- 2023 Farabougou attack: Part of Mali War
| Date | December 12, 2023 2pm-5pm |
| Location | Farabougou, Niono Cercle, Mali14°47′N 6°14′W﻿ / ﻿14.78°N 6.23°W |
| Result | Katiba Macina victory |

Belligerents
- Mali Local dozo hunters: Jama'at Nasr al-Islam wal Muslimin Katiba Macina;

Casualties and losses
- 30–62 killed 15 injured 2–3 kidnapped: Unknown

= 2023 Farabougou attack =

Battle of the Mali War

On December 12, 2023, jihadist militants from Katiba Macina, an affiliate of the al-Qaeda aligned Jama'at Nasr al-Islam wal Muslimin (JNIM), attacked Malian forces in the town of Farabougou. The attack killed dozens of Malian soldiers and was the first major raid in the town by JNIM since the Siege of Farabougou in 2020.

== Background ==

In October 2020, Katiba Macina besieged the village of Farabougou near the town of Sokolo, Ségou Region, Mali, starving thousands of people who lived in the village and cutting off access for weeks. JNIM and local dozo hunters signed a peace treaty in March 2021 after the siege was lifted by Malian troops led by Assimi Goita. In the peace agreement, JNIM would leave the residents of Farabougou alone if the residents paid taxes toward JNIM. This agreement was broken in 2022 when Malian troops settled in the town.

== Attack ==
Between 2 and 3pm on December 12, Katiba Macina fighters raided the town of Farabougou. The Malian detachment present in the town was caught off guard and quickly defeated by the jihadists. Pro-government dozo hunters were then targeted by the jihadists. Katiba Macina militants seized control of the Malian base in the town, who burned the fort to the ground and destroyed any vehicles they couldn't loot.

Most residents fled Farabougou during the fighting. One resident speaking to Reuters stated that the jihadists kidnapped some residents and killed others. Katiba Macina withdrew from the village at 5pm, and Malian military reinforcements from Sokolo arrived later that evening to a deserted village. The Malian military released a statement claiming to have repelled the attack, although witness testimony disproved this.

== Aftermath ==
The Malian military did not report any casualties following the attack. RFI, citing residents, stated fifty people were killed.
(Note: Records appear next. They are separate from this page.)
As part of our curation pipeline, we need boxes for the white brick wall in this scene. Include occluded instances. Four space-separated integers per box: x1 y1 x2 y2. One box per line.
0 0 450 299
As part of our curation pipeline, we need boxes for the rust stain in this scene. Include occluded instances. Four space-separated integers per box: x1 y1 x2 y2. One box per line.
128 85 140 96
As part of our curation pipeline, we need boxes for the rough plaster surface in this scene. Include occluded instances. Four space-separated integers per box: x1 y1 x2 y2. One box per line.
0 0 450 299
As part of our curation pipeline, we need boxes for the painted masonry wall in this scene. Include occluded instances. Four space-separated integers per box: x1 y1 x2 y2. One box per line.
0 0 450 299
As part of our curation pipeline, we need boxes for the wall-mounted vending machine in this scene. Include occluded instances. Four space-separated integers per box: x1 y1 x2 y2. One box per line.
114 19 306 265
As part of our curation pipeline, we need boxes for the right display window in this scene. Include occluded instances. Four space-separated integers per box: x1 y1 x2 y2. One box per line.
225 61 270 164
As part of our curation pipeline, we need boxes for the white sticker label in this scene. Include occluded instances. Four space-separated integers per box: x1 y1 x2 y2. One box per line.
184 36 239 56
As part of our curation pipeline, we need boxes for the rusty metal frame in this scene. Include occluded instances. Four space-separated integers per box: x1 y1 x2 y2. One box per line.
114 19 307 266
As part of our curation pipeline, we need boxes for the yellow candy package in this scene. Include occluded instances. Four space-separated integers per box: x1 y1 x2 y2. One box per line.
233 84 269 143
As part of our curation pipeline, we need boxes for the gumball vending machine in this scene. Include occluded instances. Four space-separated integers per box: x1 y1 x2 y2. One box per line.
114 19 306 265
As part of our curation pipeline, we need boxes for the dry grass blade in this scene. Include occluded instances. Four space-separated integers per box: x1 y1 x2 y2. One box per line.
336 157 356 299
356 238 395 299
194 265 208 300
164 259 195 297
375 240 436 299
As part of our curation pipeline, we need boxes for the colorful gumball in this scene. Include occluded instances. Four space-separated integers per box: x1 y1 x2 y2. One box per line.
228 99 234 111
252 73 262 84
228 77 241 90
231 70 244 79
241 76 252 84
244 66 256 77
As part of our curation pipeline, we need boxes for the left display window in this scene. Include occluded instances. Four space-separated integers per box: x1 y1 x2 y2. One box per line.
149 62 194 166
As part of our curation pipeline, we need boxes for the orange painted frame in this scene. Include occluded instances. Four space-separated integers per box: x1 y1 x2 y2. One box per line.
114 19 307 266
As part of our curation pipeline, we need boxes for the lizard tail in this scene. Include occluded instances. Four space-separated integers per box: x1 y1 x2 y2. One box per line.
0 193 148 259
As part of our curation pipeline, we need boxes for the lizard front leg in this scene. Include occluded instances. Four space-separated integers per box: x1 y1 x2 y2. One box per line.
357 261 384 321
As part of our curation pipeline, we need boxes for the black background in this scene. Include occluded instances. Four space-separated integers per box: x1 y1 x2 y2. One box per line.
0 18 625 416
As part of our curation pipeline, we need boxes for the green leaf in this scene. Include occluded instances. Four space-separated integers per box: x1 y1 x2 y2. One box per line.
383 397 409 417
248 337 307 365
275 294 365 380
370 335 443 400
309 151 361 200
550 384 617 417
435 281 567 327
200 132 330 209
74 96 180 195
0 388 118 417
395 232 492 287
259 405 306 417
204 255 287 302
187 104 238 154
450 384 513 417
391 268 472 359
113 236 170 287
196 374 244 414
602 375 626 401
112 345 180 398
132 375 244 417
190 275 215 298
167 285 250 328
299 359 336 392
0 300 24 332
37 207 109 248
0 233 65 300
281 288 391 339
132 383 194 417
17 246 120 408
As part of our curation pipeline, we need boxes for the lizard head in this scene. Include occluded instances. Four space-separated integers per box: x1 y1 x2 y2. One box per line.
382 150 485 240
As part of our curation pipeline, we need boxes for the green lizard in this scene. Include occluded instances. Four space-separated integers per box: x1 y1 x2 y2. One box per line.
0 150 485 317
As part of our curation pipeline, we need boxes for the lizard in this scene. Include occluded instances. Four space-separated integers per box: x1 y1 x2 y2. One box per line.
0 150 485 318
Twenty soldiers and twenty dozos were killed, and fifteen others were injured. Other residents put the death toll at over sixty people killed including soldiers and civilians. JNIM claimed responsibility for the attack, and they claimed to have killed thirty soldiers and captured three hostages. JNIM later released a photography of a hostage Malian lieutenant and a corporal. In the second statement, JNIM proposed a prisoner exchange with the Malian government.

On 19 August 2025, JNIM launched another assault on the town and the nearby military base. JNIM claimed 21 soldiers were killed and 15 vehicles were seized during the attacks. The military base in Farabogou was confirmed by the military as having been under control of the militants on August 23rd as part of a strategic withdrawal.